確かに文章に自分のことを書き込み過ぎては、読み手は興ざめする。近年は一般紙にも末尾に記者の名を記すようになった。多くの人はその名を知らないし記憶することはない。書いた尻から情況は変わる。翌日には古くて間の抜けたものになる。
記すならば書いた年月日を印した方がよい。アリバイになる。コロナが流行する前と今では書き手も、受ける読者の感想も違ってしまう。
近年ではツイッターやSNSが主流となりみんな自分で発信する。返信は「いいね」の一言にしても数が多いと処理するだけでもやっかいだ。「ともだちの友達はみな友達」ではない。

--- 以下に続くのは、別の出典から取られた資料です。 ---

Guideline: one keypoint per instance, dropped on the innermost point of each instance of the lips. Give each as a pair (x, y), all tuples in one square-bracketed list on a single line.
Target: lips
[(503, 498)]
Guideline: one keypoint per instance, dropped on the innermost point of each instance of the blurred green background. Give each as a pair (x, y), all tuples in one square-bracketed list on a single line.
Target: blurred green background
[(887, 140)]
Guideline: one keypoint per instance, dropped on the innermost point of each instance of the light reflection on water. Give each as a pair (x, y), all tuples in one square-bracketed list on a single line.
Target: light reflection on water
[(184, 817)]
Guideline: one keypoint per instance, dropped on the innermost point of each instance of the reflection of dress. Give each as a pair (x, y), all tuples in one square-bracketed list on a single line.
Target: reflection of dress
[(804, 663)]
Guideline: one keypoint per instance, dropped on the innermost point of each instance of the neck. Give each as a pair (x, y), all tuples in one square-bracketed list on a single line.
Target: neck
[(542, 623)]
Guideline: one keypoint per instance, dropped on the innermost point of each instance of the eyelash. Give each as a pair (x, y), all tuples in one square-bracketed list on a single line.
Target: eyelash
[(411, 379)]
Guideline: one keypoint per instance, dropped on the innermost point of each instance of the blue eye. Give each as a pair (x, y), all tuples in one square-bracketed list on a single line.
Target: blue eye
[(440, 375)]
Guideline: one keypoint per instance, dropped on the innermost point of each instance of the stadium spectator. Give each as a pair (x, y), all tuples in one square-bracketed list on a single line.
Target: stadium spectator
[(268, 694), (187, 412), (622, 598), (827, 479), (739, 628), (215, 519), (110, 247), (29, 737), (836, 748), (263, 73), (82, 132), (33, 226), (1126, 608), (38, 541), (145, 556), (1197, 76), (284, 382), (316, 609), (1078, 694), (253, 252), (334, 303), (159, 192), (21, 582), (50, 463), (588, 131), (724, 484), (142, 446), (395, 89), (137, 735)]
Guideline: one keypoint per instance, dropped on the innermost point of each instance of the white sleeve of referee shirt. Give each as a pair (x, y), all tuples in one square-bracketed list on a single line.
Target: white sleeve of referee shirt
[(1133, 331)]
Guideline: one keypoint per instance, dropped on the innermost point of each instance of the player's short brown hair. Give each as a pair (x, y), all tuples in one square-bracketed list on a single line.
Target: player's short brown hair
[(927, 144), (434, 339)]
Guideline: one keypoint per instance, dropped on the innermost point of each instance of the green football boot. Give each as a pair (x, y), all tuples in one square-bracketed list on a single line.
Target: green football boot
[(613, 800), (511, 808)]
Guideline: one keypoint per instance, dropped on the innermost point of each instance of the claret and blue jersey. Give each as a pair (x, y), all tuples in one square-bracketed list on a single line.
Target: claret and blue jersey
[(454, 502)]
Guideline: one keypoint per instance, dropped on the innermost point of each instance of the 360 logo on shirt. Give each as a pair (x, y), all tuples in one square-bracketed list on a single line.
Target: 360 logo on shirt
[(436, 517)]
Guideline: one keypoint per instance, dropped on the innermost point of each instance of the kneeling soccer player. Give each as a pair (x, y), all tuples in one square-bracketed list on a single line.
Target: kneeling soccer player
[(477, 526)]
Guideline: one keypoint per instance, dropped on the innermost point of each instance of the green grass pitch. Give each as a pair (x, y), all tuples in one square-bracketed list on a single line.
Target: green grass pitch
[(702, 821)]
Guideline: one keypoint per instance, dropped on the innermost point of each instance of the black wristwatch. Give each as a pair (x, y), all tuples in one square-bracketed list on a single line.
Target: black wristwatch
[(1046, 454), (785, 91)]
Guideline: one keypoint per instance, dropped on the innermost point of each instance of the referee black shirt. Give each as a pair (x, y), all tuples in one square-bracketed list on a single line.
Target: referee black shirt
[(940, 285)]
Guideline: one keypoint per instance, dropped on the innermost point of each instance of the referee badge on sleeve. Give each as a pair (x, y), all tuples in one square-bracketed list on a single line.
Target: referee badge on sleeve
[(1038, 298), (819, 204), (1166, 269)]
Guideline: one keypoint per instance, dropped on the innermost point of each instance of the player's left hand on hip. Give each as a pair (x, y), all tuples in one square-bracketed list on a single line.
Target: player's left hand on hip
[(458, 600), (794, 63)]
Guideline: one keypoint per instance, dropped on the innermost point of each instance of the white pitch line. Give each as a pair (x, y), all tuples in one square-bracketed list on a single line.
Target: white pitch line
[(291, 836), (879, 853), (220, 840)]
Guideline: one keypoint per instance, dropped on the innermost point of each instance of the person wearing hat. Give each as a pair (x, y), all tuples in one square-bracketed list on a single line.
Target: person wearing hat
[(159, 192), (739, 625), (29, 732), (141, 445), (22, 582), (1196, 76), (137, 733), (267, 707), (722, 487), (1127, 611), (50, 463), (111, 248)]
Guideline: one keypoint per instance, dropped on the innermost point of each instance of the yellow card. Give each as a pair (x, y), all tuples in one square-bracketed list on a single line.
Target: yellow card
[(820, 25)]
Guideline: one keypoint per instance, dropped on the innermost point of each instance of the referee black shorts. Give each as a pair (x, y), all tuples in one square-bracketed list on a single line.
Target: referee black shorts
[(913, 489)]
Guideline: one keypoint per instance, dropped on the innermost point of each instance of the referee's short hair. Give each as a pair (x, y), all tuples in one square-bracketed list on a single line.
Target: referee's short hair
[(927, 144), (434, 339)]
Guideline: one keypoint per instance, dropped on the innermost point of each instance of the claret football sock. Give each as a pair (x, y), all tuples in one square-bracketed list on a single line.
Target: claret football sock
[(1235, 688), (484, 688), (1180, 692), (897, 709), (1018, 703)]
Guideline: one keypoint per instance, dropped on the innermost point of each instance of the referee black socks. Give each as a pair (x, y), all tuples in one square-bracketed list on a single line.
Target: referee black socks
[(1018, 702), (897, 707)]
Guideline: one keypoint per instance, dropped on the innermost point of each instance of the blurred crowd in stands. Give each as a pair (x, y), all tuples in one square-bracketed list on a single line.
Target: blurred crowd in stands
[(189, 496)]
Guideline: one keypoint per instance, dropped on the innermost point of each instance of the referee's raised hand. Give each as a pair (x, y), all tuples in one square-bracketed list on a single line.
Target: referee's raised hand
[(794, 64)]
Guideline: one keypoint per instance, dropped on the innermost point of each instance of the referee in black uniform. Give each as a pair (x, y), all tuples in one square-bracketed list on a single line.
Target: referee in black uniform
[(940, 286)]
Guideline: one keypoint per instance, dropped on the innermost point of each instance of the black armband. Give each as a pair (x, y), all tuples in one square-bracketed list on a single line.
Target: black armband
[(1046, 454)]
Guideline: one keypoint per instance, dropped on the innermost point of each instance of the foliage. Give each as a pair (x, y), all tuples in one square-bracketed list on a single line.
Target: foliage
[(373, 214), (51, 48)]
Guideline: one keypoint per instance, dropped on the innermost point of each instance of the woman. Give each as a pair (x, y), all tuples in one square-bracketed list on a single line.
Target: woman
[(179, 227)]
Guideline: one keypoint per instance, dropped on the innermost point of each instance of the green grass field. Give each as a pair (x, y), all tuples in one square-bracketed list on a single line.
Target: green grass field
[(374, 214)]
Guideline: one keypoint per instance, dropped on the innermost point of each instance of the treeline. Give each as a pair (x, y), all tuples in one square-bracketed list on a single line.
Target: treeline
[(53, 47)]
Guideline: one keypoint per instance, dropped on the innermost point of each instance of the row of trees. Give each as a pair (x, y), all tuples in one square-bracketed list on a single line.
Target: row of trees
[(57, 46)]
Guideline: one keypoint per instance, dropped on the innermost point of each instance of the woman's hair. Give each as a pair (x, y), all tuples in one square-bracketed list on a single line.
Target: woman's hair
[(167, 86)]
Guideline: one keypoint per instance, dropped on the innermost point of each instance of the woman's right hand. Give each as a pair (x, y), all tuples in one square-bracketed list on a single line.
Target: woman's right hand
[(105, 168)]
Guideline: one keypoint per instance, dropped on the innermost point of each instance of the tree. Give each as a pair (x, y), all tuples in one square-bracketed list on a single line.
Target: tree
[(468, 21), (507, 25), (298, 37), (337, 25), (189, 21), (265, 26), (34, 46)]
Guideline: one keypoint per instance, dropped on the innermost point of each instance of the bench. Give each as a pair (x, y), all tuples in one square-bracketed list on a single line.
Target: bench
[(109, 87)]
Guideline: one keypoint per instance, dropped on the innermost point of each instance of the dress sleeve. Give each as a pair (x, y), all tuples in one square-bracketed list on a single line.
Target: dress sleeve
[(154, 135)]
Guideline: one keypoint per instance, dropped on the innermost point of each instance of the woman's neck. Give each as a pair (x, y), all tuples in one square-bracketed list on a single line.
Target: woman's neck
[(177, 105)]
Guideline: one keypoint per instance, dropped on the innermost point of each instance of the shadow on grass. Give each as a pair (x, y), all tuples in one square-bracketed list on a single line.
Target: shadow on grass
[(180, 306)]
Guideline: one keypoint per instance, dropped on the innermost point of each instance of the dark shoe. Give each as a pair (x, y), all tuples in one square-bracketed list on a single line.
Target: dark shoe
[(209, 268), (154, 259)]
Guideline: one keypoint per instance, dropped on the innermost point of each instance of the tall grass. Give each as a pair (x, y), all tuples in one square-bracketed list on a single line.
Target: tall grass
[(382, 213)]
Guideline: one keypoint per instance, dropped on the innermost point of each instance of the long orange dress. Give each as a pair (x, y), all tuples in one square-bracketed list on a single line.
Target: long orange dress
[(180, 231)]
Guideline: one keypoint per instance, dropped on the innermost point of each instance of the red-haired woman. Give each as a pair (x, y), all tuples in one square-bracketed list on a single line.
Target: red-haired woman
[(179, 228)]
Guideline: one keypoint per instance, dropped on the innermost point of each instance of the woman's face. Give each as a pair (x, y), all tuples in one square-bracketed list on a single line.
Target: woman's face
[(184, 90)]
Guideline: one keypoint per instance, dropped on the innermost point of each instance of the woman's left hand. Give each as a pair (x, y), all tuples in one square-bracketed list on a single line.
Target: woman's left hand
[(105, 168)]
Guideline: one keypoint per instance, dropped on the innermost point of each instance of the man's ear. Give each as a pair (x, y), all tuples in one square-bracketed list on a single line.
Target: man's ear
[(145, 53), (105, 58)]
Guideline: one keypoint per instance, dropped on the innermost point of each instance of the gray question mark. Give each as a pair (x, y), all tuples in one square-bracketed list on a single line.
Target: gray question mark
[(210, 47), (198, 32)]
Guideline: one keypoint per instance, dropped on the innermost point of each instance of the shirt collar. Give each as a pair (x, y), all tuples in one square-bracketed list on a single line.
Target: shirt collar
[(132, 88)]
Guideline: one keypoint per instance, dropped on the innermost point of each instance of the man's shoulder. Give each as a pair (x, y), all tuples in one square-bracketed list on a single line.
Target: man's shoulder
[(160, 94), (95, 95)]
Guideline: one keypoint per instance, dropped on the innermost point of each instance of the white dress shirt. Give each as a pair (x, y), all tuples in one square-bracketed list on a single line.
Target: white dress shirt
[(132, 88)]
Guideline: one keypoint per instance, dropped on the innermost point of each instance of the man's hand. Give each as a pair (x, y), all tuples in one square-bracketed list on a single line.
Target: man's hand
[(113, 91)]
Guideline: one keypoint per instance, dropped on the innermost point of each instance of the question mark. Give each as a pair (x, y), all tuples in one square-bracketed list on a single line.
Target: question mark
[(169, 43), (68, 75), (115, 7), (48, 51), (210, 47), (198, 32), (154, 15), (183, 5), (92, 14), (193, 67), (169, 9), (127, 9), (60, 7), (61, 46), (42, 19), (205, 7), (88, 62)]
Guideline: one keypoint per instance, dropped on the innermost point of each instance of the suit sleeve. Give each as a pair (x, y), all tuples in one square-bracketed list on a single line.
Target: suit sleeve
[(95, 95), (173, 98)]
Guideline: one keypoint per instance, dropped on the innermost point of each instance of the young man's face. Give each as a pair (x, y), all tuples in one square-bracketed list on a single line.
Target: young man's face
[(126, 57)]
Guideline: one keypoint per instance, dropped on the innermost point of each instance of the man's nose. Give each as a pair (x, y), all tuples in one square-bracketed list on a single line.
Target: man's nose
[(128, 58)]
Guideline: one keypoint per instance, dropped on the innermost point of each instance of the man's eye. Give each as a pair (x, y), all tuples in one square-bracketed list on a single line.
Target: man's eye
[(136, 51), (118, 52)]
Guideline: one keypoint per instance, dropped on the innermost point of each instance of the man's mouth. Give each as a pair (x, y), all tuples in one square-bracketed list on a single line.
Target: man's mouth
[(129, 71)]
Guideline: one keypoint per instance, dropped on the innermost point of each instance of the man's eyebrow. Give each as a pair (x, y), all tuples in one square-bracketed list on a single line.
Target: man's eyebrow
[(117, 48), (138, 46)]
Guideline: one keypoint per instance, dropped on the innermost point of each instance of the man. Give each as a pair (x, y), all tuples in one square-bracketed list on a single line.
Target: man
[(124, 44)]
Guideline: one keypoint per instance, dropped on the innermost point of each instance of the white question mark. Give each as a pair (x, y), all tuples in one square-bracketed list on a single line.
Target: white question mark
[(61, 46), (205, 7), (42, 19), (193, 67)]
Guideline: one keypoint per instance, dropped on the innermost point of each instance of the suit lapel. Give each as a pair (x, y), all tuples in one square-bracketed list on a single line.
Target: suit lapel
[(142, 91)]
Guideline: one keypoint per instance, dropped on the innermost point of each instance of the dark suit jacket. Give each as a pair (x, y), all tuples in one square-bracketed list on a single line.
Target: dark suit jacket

目下、日本中で渦巻いているのがワクチン接種の混乱ぶりだ。
まずはスターの接種券だけだ。夫は遅れてもはやオリンピックに突入後だ。しかも突如大規模接種場が設営されて先に発車した各駅電車が後から来た急行に抜かれる気分だ。
当然乗り換える人も多いはずだからワクチンはダブルだろうし混乱もいましばらく続くだろう。ただ夫婦別々に打ったほうがいざ副作用が出たときに何かとよろしいとの理屈を聞いて、「塞翁が馬」の故事をおもいだした。結果良ければすべてよしというべきなのか。ワクチン狂騒曲はまだまだ続くに違いない。
ここまで書いてきたものの、どうだろう。どうしても私事を書いてしまう。